Los republicanos inician su travesía por el desierto

El partido tendrá que decidir qué línea futura seguir y aprender de la maquinaria Obama

 

ÓSCAR ABOU-KASSEM ·06/11/2008 - 08:00h

AFP - McCain recibe el apoyo de Palin durante su discurso de aceptación de la derrota.

La magnitud de la derrota de un político se mide a menudo en las caras de sus seres queridos. Cindy McCain estuvo al borde del llanto durante el discurso en el que su marido John reconocía la derrota y felicitaba a Barack Obama. El candidato republicano estuvo brillante y elegante en sus palabras hacia Obama y la comunidad afroamericana de Estados Unidos.

Tras la derrota de McCain y el fracaso en el Congreso, los republicanos afrontan una travesía por el desierto de al menos dos años hasta las legislativas de 2010. El conocido como Grand Old Party (gran viejo partido) afronta un desafío múltiple.
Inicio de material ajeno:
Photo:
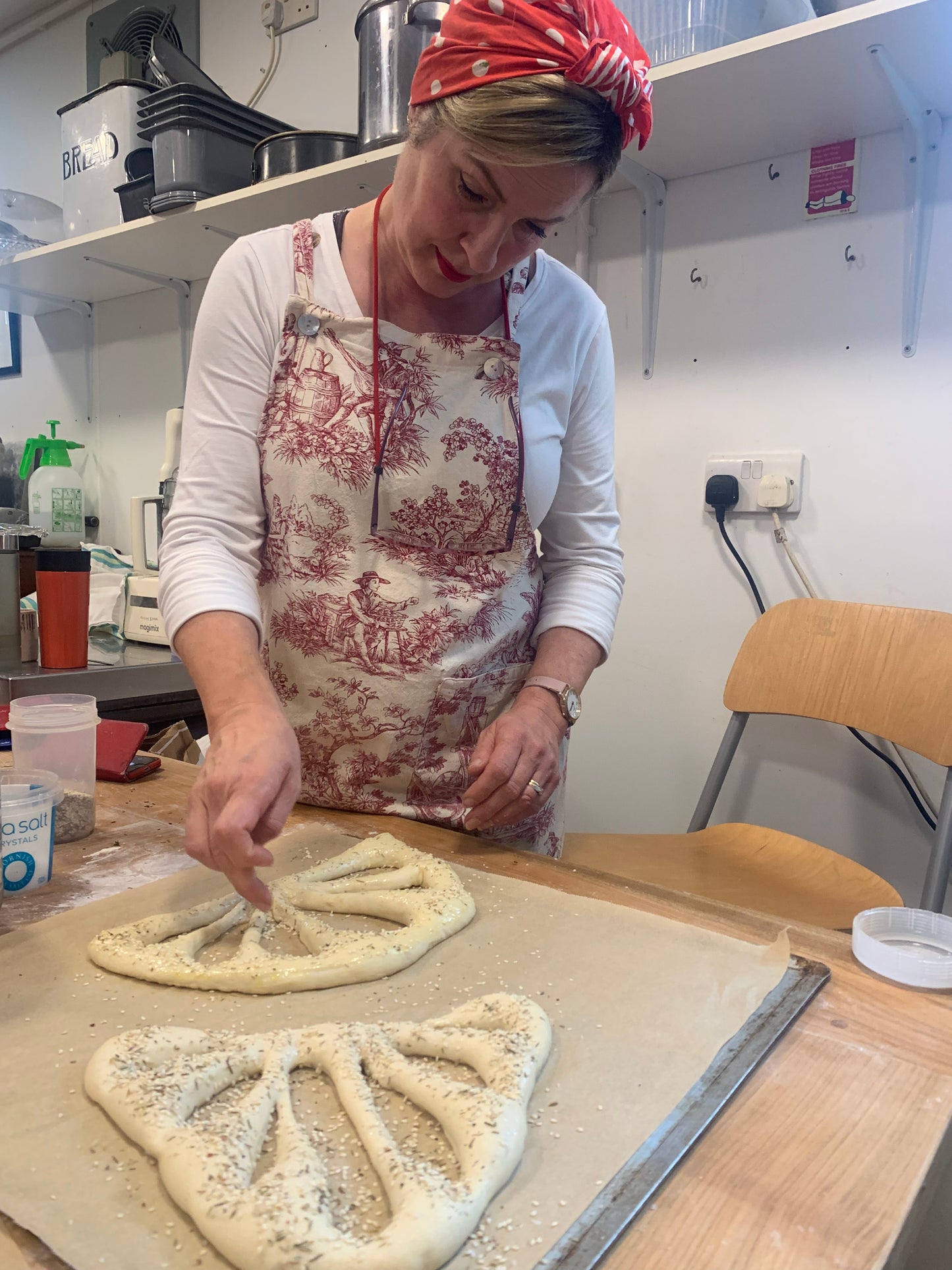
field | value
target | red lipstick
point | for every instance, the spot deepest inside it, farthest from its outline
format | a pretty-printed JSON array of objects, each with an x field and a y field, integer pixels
[{"x": 447, "y": 270}]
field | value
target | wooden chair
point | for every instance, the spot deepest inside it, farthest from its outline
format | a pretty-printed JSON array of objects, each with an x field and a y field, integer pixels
[{"x": 883, "y": 671}]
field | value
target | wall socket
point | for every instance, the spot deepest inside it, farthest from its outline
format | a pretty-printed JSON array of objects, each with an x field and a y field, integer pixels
[
  {"x": 287, "y": 14},
  {"x": 749, "y": 469}
]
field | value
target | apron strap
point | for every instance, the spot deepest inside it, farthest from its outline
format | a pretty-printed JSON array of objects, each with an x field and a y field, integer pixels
[{"x": 304, "y": 239}]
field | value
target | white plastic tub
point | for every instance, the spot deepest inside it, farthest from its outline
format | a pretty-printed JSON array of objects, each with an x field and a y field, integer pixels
[
  {"x": 57, "y": 733},
  {"x": 669, "y": 30},
  {"x": 98, "y": 131},
  {"x": 28, "y": 801}
]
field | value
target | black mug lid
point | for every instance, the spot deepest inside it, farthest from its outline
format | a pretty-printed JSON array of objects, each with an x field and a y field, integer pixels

El mapa electoral ha cambiado y los demócratas han penetrado en alguno de los estados considerados como bastiones republicanos. Éstos tendrán que reestructurar toda la estrategia para recaudar fondos y fijarse en el éxito de la maquinaria de Obama, sobre todo en Internet y en las pequeñas donaciones.

Inmovilismo o reformismo

Pero la principal preocupación es sobre el camino que el partido debe seguir y quién lo debe comandar. Hay que optar entre la corriente inmovilista y defensora de los valores más tradicionales o apostar por los reformistas. La figura más destacada del ala reformista era McCain, hasta que se entregó a la estrategia del partido para su asalto a la Casa Blanca.

Fue el propio McCain quien apuntó en la noche de su derrota a una figura ascendente dentro de los republicanos al hablar de Sarah Palin, su candidata para la vicepresidencia: "Una impresionante nueva figura con los valores que siempre han sido nuestra fuerza".

Palin dijo, en declaraciones a La Sexta Noticias: "El resultado no es el que esperábamos, pero estamos dispuestos a apoyar al presidente".

"Estoy deseando trabajar a tiempo completo en el Gobierno de Alaska y lograr la autosuficiencia energética", añadió Palin, que no quiso pronosticar qué hará en 2012.

De momento, a corto plazo, lo que es seguro es que se convertirá en abuela. Pero los analistas republicanos apuntan a su candidatura para senadora en un par de años. Así estaría en Washington, una plataforma más adecuada.

"Palin será la figura más importante del Partido Republicano en los próximos años", dijo en CNN Ed Rollins, asesor político de la Administración de Reagan. El trabajo que le queda es duro. Menos de un tercio de los electores considera que Palin esté preparada para ser presidenta.

El partido intentará recuperar los valores con los que Reagan se impuso en 1980 basados, sobre todo, en una rebaja de impuestos.

En una carta publicada ayer, el congresista republicano Jeff Flake marcaba los principios básicos para reconstruir su partido: fuerte defensa de la seguridad nacional, apoyo a los valores tradicionales y compromiso con el derecho constitucional a poseer armas.

Mirando al pasado, los republicanos se encuentran en una situación similar a la de 1964. Barry Goldwater, senador por Arizona, perdió las elecciones y el partido tuvo que refundarse en unas bases de nuevo conservadurismo que culminaron con la elección de Reagan en 1980.

En la búsqueda de su propio Obama, los republicanos apuntan a la figura de Bobby Jindal, gobernador de Luisiana. Con 37 años y de padres indios, Jindal es visto como un joven brillante capaz de levantar el ánimo de un partido desmoralizado. Ahora mismo, entre los republicanos, no hay mucho dónde elegir.